## Summary
Teasing emailing campaign, only to UNIQUE emails

## Process
- Load list of eligible benef from 2025
- JSON extraction for the allocataire field
- Data mapping and deletion of unusable data
- URL generation containing the code
- Output 3 files
  - Indirect benef
    - Family with one child
    - Familiy with more than one child
  - Direct benef

## Target audience
Initial filters:
- updated_at > 2023
- refuser = false
- a_valider = false
- situation != boursier

Audience:
- Jeunes : between 14 and 18 years old
- AAH : >= 16 years old

In [None]:
import pandas as pd
from dotenv import load_dotenv
import os
import json
import time
from data.utils.emailing_utils import format_allocataire_benef_names_in_place

load_dotenv()

start_time = time.time()

benef_2024_pathfile = os.environ['BENEF_2024_TEASING_PARQUET_PATHFILE']

output_all_eligible_families = os.environ['CAMPAIGN_TEASING_ALL_ELIGIBLE_FAMILIES_2025']
output_one_children= os.environ['CAMPAIGN_TEASING_FAMILY_ONE_CHILDREN_2025']
output_multiple_children = os.environ['CAMPAIGN_TEASING_FAMILY_MULTIPLE_CHILDREN_2025']
output_direct_beneficiaries = os.environ['CAMPAIGN_TEASING_DIRECT_BENEFICIARIES_2025']

In [None]:
df_main = pd.read_parquet(benef_2024_pathfile)

In [None]:
df_json_normalized = pd.json_normalize(df_main['allocataire'].apply(json.loads))
df_json_normalized = df_json_normalized.add_prefix('allocataire_')
df_main.index = pd.RangeIndex(start=0, stop=len(df_main), step=1)
df_unwrapped_alloc = pd.merge(df_main, df_json_normalized, left_index=True, right_index=True)

print(f"Number of beneficiaries : {len(df_unwrapped_alloc)}")

In [None]:
# Remove RGPD lines
rgpd_emails = os.environ['RGPD_EMAILS_TO_EXCLUDE_PATHFILE']
rgpd_codes = os.environ['RGPD_CODES_TO_EXCLUDE_PATHFILE']

df_rgpd_emails = pd.read_csv(rgpd_emails)
df_rgpd_codes = pd.read_csv(rgpd_codes)

print(f"Number of beneficiaries before excluding RGPD lines : {len(df_unwrapped_alloc)} ")

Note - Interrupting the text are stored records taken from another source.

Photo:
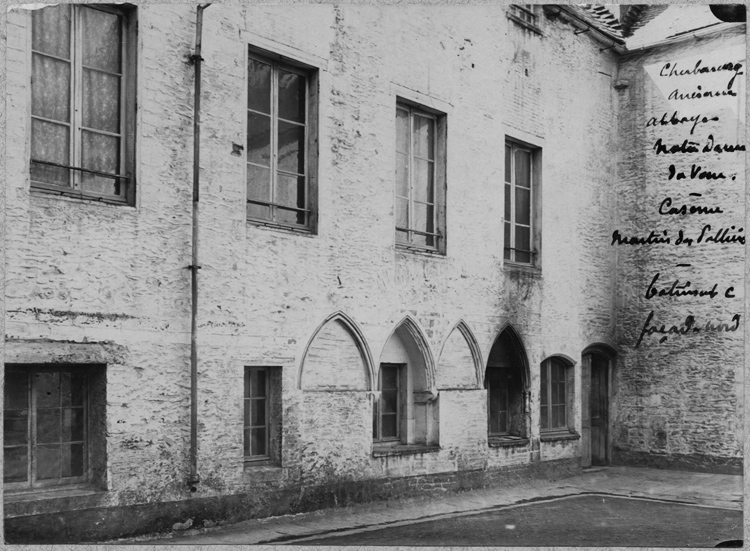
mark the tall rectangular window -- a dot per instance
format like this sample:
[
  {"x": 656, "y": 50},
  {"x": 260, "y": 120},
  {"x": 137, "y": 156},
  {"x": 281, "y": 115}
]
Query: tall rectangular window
[
  {"x": 82, "y": 101},
  {"x": 45, "y": 435},
  {"x": 520, "y": 181},
  {"x": 420, "y": 177},
  {"x": 281, "y": 143}
]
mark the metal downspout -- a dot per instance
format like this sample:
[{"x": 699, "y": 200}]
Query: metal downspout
[{"x": 194, "y": 266}]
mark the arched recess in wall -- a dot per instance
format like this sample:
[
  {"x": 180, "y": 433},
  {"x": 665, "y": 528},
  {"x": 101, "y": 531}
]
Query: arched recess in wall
[
  {"x": 336, "y": 357},
  {"x": 460, "y": 364},
  {"x": 507, "y": 378},
  {"x": 405, "y": 410}
]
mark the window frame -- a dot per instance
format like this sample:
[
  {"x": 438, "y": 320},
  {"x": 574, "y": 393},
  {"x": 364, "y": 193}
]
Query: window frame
[
  {"x": 127, "y": 110},
  {"x": 32, "y": 484},
  {"x": 439, "y": 179},
  {"x": 535, "y": 165},
  {"x": 311, "y": 74}
]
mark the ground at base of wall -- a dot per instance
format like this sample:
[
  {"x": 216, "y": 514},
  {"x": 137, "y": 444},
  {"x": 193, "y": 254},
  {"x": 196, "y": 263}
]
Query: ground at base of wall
[{"x": 109, "y": 523}]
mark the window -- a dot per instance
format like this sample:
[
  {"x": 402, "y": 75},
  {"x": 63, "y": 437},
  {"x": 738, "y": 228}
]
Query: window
[
  {"x": 281, "y": 143},
  {"x": 555, "y": 395},
  {"x": 50, "y": 437},
  {"x": 262, "y": 413},
  {"x": 521, "y": 168},
  {"x": 83, "y": 101},
  {"x": 420, "y": 178}
]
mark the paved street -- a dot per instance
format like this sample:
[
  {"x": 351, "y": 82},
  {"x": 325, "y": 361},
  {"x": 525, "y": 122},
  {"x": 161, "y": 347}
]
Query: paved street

df_unwrapped_alloc = df_unwrapped_alloc[~df_unwrapped_alloc['id'].isin(df_rgpd_codes['id'])]
df_unwrapped_alloc = df_unwrapped_alloc[~df_unwrapped_alloc['allocataire_courriel'].str.lower().isin(df_rgpd_emails['email'].str.lower())]

print(f"Number of beneficiaries after excluding RGPD lines : {len(df_unwrapped_alloc)} ")

In [None]:
# Users that have email
mask_not_existing_email = df_unwrapped_alloc['allocataire_courriel'].apply(lambda x: pd.isna(x) or x == '')
df_unwrapped_alloc = df_unwrapped_alloc[~mask_not_existing_email]

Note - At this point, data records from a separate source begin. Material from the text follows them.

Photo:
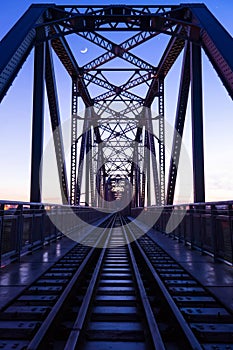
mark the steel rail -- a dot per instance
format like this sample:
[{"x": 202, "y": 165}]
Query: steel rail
[
  {"x": 40, "y": 335},
  {"x": 82, "y": 314},
  {"x": 152, "y": 324},
  {"x": 194, "y": 343}
]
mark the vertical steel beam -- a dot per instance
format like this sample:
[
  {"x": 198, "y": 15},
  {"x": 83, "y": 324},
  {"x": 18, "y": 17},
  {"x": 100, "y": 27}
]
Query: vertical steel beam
[
  {"x": 179, "y": 124},
  {"x": 88, "y": 167},
  {"x": 83, "y": 151},
  {"x": 73, "y": 160},
  {"x": 37, "y": 122},
  {"x": 151, "y": 148},
  {"x": 197, "y": 124},
  {"x": 161, "y": 139},
  {"x": 56, "y": 123}
]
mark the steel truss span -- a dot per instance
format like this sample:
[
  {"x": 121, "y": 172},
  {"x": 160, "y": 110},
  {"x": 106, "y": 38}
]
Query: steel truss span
[{"x": 117, "y": 159}]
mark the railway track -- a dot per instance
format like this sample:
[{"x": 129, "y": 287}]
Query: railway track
[{"x": 123, "y": 296}]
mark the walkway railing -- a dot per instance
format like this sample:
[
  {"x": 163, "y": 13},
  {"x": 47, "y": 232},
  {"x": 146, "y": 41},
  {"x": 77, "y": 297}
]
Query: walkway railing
[
  {"x": 25, "y": 226},
  {"x": 207, "y": 227}
]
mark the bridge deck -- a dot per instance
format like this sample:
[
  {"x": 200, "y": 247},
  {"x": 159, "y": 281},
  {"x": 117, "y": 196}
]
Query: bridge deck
[{"x": 217, "y": 277}]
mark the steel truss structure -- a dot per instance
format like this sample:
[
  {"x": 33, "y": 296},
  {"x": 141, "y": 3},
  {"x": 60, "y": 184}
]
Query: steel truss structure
[{"x": 117, "y": 149}]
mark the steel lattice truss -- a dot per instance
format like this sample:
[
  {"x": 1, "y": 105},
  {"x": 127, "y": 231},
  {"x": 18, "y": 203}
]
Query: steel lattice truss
[{"x": 117, "y": 145}]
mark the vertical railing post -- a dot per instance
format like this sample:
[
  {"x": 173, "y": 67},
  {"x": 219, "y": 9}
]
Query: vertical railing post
[
  {"x": 197, "y": 124},
  {"x": 19, "y": 230},
  {"x": 1, "y": 230},
  {"x": 214, "y": 232}
]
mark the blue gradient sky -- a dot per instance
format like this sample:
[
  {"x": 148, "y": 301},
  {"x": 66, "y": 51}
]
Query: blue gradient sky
[{"x": 16, "y": 109}]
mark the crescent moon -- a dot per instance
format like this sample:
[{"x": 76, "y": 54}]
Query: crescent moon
[{"x": 84, "y": 50}]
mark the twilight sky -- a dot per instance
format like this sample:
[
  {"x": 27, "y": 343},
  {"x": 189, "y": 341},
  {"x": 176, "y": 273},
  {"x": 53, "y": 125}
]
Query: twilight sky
[{"x": 16, "y": 108}]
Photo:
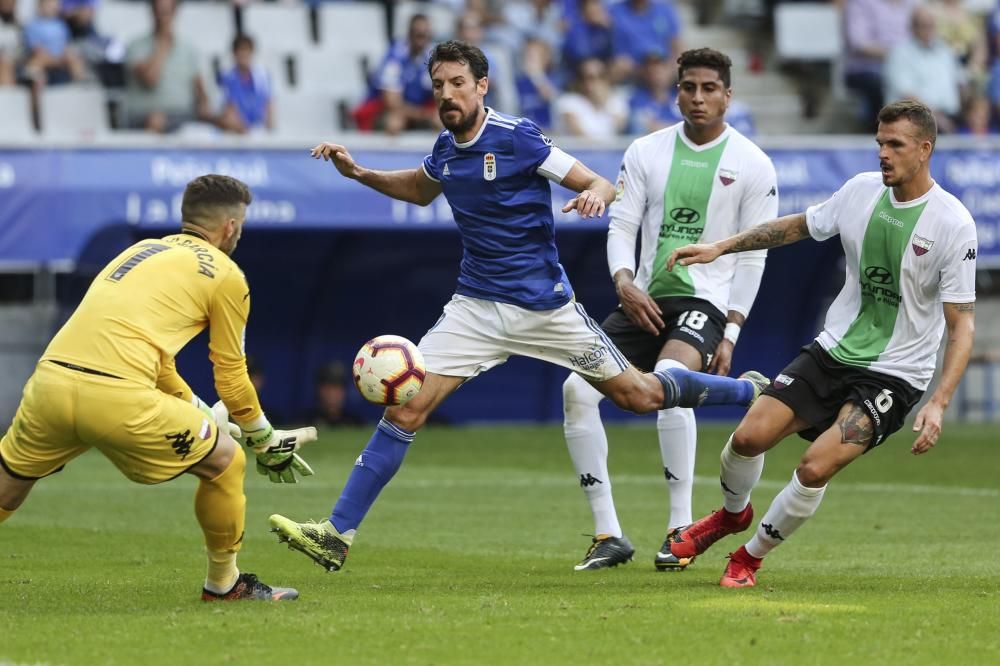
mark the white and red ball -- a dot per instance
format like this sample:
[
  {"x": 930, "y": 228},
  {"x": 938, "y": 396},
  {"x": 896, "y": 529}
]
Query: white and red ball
[{"x": 389, "y": 370}]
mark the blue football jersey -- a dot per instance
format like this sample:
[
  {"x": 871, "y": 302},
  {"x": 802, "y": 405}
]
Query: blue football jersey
[{"x": 503, "y": 208}]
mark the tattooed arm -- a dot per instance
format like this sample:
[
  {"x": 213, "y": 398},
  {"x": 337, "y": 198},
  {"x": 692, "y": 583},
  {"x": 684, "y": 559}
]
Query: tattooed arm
[
  {"x": 961, "y": 327},
  {"x": 782, "y": 231}
]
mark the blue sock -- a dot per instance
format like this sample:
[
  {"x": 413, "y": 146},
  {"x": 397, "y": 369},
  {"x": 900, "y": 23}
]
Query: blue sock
[
  {"x": 374, "y": 468},
  {"x": 687, "y": 388}
]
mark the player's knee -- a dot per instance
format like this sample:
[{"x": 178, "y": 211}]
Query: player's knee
[
  {"x": 813, "y": 473},
  {"x": 749, "y": 440},
  {"x": 407, "y": 417}
]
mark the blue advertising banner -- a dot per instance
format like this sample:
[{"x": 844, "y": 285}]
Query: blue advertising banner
[{"x": 53, "y": 201}]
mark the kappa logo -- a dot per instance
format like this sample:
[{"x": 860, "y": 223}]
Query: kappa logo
[
  {"x": 921, "y": 245},
  {"x": 782, "y": 381}
]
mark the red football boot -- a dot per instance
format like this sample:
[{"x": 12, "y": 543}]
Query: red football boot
[
  {"x": 741, "y": 570},
  {"x": 697, "y": 537}
]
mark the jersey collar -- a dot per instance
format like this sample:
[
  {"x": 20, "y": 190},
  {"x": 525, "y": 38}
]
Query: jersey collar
[
  {"x": 705, "y": 146},
  {"x": 482, "y": 128},
  {"x": 914, "y": 202}
]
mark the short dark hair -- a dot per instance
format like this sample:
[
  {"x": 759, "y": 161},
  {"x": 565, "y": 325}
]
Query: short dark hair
[
  {"x": 205, "y": 195},
  {"x": 709, "y": 59},
  {"x": 916, "y": 112},
  {"x": 460, "y": 52},
  {"x": 242, "y": 40}
]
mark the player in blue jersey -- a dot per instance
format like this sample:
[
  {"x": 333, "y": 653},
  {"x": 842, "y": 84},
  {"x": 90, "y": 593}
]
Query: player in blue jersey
[{"x": 513, "y": 296}]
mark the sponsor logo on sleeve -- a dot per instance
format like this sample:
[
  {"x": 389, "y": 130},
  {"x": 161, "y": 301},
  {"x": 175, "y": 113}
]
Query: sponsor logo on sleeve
[{"x": 921, "y": 245}]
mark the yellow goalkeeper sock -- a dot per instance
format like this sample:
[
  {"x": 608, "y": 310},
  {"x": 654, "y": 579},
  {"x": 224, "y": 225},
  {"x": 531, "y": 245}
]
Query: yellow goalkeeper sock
[{"x": 219, "y": 505}]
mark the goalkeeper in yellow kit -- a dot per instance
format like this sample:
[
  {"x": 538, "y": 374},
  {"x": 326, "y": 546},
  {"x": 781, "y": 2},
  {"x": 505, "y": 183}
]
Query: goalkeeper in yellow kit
[{"x": 108, "y": 380}]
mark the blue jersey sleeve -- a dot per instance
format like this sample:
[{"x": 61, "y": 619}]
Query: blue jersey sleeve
[
  {"x": 531, "y": 147},
  {"x": 431, "y": 165}
]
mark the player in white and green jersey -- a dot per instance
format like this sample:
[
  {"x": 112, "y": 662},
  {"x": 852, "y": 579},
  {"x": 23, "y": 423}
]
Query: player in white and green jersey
[
  {"x": 698, "y": 181},
  {"x": 911, "y": 262}
]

print(f"Number of beneficiaries with email : {len(df_unwrapped_alloc)}")

In [None]:
# Only take benef who have been updated in 2024 and beyond
# df_unwrapped_alloc['updated_at'] = pd.to_datetime(df_unwrapped_alloc['updated_at'], format='ISO8601', errors='coerce')
df_unwrapped_alloc['updated_at'] = pd.to_datetime(df_unwrapped_alloc['updated_at'].apply(lambda v: v[:10]), format='%Y-%m-%d')
df_unwrapped_alloc = df_unwrapped_alloc[df_unwrapped_alloc['updated_at'].dt.year > 2023]

In [None]:
# Exclude boursiers and invalidated benef
df_unwrapped_alloc = df_unwrapped_alloc[df_unwrapped_alloc['refuser'] == False]
df_unwrapped_alloc = df_unwrapped_alloc[df_unwrapped_alloc['a_valider'] == False]
df_unwrapped_alloc = df_unwrapped_alloc[df_unwrapped_alloc['situation'].str.lower() != 'boursier']

In [None]:
len(df_unwrapped_alloc)

In [None]:
from datetime import datetime

# Take only people between 14 years old and 18 years old
start_date = datetime(2008, 1, 1).date()
end_date = datetime(2011, 12, 31).date()

df_unwrapped_alloc['date_naissance'] = pd.to_datetime(df_unwrapped_alloc['date_naissance'], format='ISO8601', errors='coerce')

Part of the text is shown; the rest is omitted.